I’ve also talked in the past about how some customers in my retail gardening past would come to me, puzzled, because they would have no vegetables in their gardens. I would ask them if they saw any bees and they’d say no. Then I’d ask about their insecticide use and inevitably they’d be doing a chemical 4 step lawn program and a grub program and probably something else as well.

So I’d try to gently explain that bees were very susceptible to pesticides–the grub control in particular most likely was one of those dreaded neonicotinoid type pesticides–and that they might be working at cross purposes by at best driving away all the bees and at worst killing them. I’d say that if they didn’t want to be hand-pollinating their crops they might want to back away from the pesticide use a little.

This was always very unwelcome news and was usually resisted quite strenuously. And then I’d tell my story about the butterflies. It’s really simple and very effective.

The year before we got married–but I was dating my husband and gardening on the property–I noticed there were no butterflies.  Hmm, I thought, this is strange. What’s wrong here? So I started to read up on them and found that they were very susceptible to pesticides. At that point, way back in 1994, I decided that we weren’t going to use any because I’d rather have butterflies than perfection.
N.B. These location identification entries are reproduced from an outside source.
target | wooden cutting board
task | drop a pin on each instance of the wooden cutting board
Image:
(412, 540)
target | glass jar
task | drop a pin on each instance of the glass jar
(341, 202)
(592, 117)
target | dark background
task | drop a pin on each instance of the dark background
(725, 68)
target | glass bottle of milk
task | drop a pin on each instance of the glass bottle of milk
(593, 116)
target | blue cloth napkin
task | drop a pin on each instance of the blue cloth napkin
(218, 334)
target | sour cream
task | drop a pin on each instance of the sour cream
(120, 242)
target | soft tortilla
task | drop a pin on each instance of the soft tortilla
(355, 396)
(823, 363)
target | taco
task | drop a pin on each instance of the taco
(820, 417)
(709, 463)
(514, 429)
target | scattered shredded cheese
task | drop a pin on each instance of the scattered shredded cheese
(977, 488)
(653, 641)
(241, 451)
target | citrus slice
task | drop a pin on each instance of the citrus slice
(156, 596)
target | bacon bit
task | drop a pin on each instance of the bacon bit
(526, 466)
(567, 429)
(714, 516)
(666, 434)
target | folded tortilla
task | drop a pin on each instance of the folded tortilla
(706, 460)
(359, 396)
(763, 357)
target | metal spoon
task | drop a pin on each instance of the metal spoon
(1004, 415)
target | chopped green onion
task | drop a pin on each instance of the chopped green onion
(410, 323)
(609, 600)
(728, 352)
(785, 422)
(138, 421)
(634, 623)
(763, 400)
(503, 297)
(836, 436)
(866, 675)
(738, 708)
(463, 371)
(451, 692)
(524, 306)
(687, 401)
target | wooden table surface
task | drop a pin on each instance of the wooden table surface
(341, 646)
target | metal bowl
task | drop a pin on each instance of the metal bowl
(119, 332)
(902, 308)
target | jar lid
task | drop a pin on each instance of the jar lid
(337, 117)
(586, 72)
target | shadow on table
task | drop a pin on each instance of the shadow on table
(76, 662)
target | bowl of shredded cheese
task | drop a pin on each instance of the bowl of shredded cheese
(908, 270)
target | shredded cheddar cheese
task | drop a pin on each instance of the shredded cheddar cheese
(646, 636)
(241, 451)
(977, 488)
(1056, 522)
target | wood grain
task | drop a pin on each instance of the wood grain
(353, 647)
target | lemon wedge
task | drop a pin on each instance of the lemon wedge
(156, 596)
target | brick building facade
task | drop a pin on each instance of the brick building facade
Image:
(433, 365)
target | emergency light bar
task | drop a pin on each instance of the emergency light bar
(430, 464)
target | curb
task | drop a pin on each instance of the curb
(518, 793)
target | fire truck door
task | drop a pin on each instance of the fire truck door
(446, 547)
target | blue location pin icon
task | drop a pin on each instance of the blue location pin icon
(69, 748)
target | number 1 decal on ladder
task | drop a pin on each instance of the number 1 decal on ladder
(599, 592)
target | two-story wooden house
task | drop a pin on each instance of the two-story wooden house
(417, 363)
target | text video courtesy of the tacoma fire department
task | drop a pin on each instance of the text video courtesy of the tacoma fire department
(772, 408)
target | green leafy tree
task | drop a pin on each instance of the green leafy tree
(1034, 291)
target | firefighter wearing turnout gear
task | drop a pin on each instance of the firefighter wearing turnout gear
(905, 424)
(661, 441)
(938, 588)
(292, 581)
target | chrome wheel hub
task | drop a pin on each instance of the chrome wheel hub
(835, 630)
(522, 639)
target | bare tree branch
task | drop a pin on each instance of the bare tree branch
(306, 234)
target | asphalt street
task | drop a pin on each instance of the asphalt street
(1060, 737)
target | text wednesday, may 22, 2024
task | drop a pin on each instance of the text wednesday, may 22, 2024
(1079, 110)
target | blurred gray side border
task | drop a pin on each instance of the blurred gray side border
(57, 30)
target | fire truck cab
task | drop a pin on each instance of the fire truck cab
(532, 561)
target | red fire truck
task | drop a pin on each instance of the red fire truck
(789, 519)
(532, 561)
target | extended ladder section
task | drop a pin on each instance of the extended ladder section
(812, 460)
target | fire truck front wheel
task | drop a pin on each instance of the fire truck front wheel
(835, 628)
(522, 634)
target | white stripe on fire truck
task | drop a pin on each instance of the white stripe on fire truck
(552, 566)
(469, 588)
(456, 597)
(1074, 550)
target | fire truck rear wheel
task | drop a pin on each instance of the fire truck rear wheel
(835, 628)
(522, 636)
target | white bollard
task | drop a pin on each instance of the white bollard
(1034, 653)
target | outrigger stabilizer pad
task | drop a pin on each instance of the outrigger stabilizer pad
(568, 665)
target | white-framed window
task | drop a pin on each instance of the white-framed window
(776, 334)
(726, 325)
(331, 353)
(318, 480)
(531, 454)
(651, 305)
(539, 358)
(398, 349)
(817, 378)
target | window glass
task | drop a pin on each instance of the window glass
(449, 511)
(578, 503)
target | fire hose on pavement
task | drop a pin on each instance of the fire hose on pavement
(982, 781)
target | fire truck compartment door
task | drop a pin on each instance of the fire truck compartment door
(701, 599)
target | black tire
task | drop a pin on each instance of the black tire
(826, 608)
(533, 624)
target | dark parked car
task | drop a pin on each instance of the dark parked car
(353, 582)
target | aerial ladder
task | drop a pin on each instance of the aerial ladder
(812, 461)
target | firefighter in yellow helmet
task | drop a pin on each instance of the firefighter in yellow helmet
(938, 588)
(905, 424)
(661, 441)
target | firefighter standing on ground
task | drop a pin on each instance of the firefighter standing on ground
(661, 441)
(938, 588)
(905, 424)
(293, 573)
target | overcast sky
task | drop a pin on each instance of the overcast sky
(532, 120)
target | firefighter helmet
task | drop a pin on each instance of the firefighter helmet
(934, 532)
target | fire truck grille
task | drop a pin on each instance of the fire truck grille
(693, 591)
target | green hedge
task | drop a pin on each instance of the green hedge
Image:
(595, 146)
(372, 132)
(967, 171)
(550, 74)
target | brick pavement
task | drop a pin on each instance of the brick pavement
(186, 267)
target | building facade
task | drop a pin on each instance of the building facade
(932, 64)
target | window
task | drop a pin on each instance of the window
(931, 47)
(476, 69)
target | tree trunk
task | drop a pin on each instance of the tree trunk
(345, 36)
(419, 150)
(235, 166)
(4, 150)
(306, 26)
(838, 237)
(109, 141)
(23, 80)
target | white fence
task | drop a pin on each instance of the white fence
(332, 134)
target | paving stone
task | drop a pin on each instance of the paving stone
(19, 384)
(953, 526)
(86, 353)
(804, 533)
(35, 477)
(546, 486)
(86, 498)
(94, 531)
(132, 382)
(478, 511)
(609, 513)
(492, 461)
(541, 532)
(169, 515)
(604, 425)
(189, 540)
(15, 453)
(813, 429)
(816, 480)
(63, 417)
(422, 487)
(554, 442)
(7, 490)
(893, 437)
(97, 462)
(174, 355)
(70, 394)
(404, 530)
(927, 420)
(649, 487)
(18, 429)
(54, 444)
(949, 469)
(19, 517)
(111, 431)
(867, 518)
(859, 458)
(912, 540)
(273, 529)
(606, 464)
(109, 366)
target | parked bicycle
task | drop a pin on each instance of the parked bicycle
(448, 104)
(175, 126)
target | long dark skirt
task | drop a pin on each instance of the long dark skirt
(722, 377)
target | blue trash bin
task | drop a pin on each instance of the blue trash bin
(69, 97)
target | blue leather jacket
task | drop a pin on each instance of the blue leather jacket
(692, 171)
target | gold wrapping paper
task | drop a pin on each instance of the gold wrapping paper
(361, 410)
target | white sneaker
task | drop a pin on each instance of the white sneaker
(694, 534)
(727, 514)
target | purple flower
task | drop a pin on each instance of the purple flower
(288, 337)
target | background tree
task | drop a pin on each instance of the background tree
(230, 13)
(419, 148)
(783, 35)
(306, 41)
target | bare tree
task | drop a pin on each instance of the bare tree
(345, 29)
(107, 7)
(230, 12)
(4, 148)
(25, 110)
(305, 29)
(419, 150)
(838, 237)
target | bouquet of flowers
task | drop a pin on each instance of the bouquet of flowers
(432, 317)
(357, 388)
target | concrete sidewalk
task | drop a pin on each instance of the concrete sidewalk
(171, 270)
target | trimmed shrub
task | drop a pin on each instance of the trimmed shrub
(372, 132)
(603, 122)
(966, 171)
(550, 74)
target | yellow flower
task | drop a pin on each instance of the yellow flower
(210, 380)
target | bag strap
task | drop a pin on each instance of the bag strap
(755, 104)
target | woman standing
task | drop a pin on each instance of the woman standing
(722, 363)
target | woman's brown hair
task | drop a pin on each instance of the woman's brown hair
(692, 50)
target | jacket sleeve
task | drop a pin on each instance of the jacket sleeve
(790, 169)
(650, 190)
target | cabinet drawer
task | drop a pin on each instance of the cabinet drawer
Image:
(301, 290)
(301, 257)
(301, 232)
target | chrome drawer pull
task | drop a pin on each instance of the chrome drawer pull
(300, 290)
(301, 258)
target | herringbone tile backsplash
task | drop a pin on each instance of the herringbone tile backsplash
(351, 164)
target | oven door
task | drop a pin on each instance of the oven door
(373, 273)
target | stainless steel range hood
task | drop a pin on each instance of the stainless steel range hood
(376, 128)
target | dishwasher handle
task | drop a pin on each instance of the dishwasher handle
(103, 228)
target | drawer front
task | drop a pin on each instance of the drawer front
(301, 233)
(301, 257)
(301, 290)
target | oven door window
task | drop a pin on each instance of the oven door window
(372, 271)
By 1996, when I applied for certification as a backyard habitat, I counted 36 different butterflies and moths on the property. Technically that was only 2 springs without pesticides. It doesn’t take much. Stop using pesticides and they will come. It’s the simple things…..




God Bless The Ants

I’ve talked about scale–not the kind the dieters fear; this is not that kind of blog–but the insect pest kind.  Back in December I had some photos of the nasty little critters on a staghorn fern.  And sure enough, here they are again, on my variegated citrus.  They seem to love certain types of plants and citrus and ficuses are their particular favorites.

And if you remember this blog from last year, you remember me talking about ants.  Ants are one of the organic gardeners best friends.  They pollinate plants, they aerate the soil and yes, they even eat other critters for you.  All you need to do is look at the above photo for proof.

I was away for a long weekend last week and when I got back I was making the rounds of the plants–looking things over to see what needed deadheading, what had grown, what was looking a little peaked.  That’s how I found the parsleyworms yesterday and that’s when I noticed the ants all over this citrus.

When I moved in for a closer look, I noticed the plant covered with newly hatched scale.

Normally I’d just cringe–or I would if it were winter.  In the summer I’d just drag the hose over and blast these babies off with a good strong burst of water.

But for now I’m going to watch for a day or two and see what the ants can do.

By the way, another “garden pest” that loves to eat the scale off plants are wasps.  Sometimes the so-called pests can really be your friends, particularly if you’re trying to garden without chemicals.